The German national, who the hunt’s organisers have refused to name, had travelled to Zimbabwe to conduct a 21-day game hunt including the Big Five of elephants, leopards, lions, buffalo and rhinoceros.
The kill was celebrated in hunting forums around the world, where it was suggested he might have been the biggest elephant killed in Africa for almost 30 years.
Conservationists and photographic safari operators in the area expressed their outrage on Thursday night, saying the animal was one of a kind and should have been preserved for all to see.
Anthony Kaschula, who operates a photographic safari firm in Gonarezhou, posted pictures of the hunt on Facebook, said the elephant had never been seen in the area before but would have been celebrated by visitors and locals alike.
“We have no control over poaching but we do have control over hunting policy that should acknowledge that animals such as this one are of far more value alive (to both hunters and non-hunters) than dead,” he wrote.
“Individual elephants such as these should be accorded their true value as a National Heritage and should be off limits to hunting. In this case, we have collectively failed to ensure that legislation is not in place to help safeguard such magnificent animals.”
Unlike Cecil, the black-maned lion beloved by tourists who was shot by American dentist Walter Palmer in Hwange National Park using a bow and arrow in July, the animal’s origin was not immediately known.
It was speculated that he might have come up from South Africa, since there is no border between the Kruger National Park and Gonarezhou, which form part of the Great Limpopo Transfrontier Park created by former South African president Nelson Mandela.
Some suggested that the elephant might be a massive bull called Nkombo, who was a satellite collared elephant from the Kruger who lost his collar in 2014. Nkombo was however spotted in the Kruger on October 3, making it unlikely that he would have completed a journey of several hundred miles in five days.
William Mabasa, of South Africa’s National Parks, said Kruger’s elephant experts were looking into the case. “If this elephant came up from the Kruger, he would have had to go through all the communities on the edge of Gonarezhou and someone would have seen him. It’s not possible.”
Louis Muller, chairman of the Zimbabwe Professional Hunters Guides Association, said the hunter had only realised how large the “tusker” was once he had been shot.
“He told me when he and his client were stalking this elephant he saw the tusks were big but did not realize just how big until afterwards and he saw them close.

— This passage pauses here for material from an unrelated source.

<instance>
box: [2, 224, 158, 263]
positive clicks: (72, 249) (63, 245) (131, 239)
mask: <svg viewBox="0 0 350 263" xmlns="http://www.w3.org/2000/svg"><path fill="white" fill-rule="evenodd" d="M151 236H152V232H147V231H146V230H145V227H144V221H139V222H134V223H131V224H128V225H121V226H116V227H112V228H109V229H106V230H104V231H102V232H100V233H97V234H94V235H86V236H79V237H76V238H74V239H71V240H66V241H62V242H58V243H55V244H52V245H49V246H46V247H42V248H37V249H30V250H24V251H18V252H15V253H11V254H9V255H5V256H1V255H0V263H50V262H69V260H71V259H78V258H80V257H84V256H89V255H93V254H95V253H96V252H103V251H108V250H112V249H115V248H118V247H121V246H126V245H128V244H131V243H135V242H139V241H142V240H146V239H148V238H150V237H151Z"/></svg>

He is going back to see if he can find the lower jaw and bring it back so we can accurately age this elephant,” he told The Telegraph.
“We checked everywhere and this elephant has never been seen before, not in Zimbabwe nor Kruger. We would have known it because its tusks are huge. There have been five or six giant tuskers shot in the last year or so, and we knew all of them, but none as big as this one.”
He said his organisation had suggested that unique elephants should be collared to protect them from hunting. “We have suggested before to all concerned parties that each elephant area should collar a few with biggest tusks, so that we do not shoot them,” he said. “Nobody responded to our suggestion last year. We believe this might now be taken seriously.”
The man who helped arrange the hunt, who did not want to be named, defended his client. “This was a legal hunt and the client did nothing wrong,” he said. “We hunters have thick skins and we know what the greenies will say. This elephant was probably 60 years old and had spread its seed many many times over.”
He said his organisation paid as much as 70 per cent of its hunting fees back to the local community and observed quotas for animals. “This is good for Zimbabwe and good for local people,” he said. “It’s not uncommon for hunters to spend $100,000 (£64,551) each trip.”
Meanwhile Zimbabwe National Parks has called for stiffer penalties for poachers following the discovery on Tuesday of 26 more elephant carcasses that died of cyanide poisoning at two different locations in the Hwange National Park.
Cyanide poisoning is a growing problem in the country since a mass poisoning is a growing problem in the country.
The 26 elephants were discovered by rangers following another discovery last week of 14 other elephants, also poisoned to death by cyanide.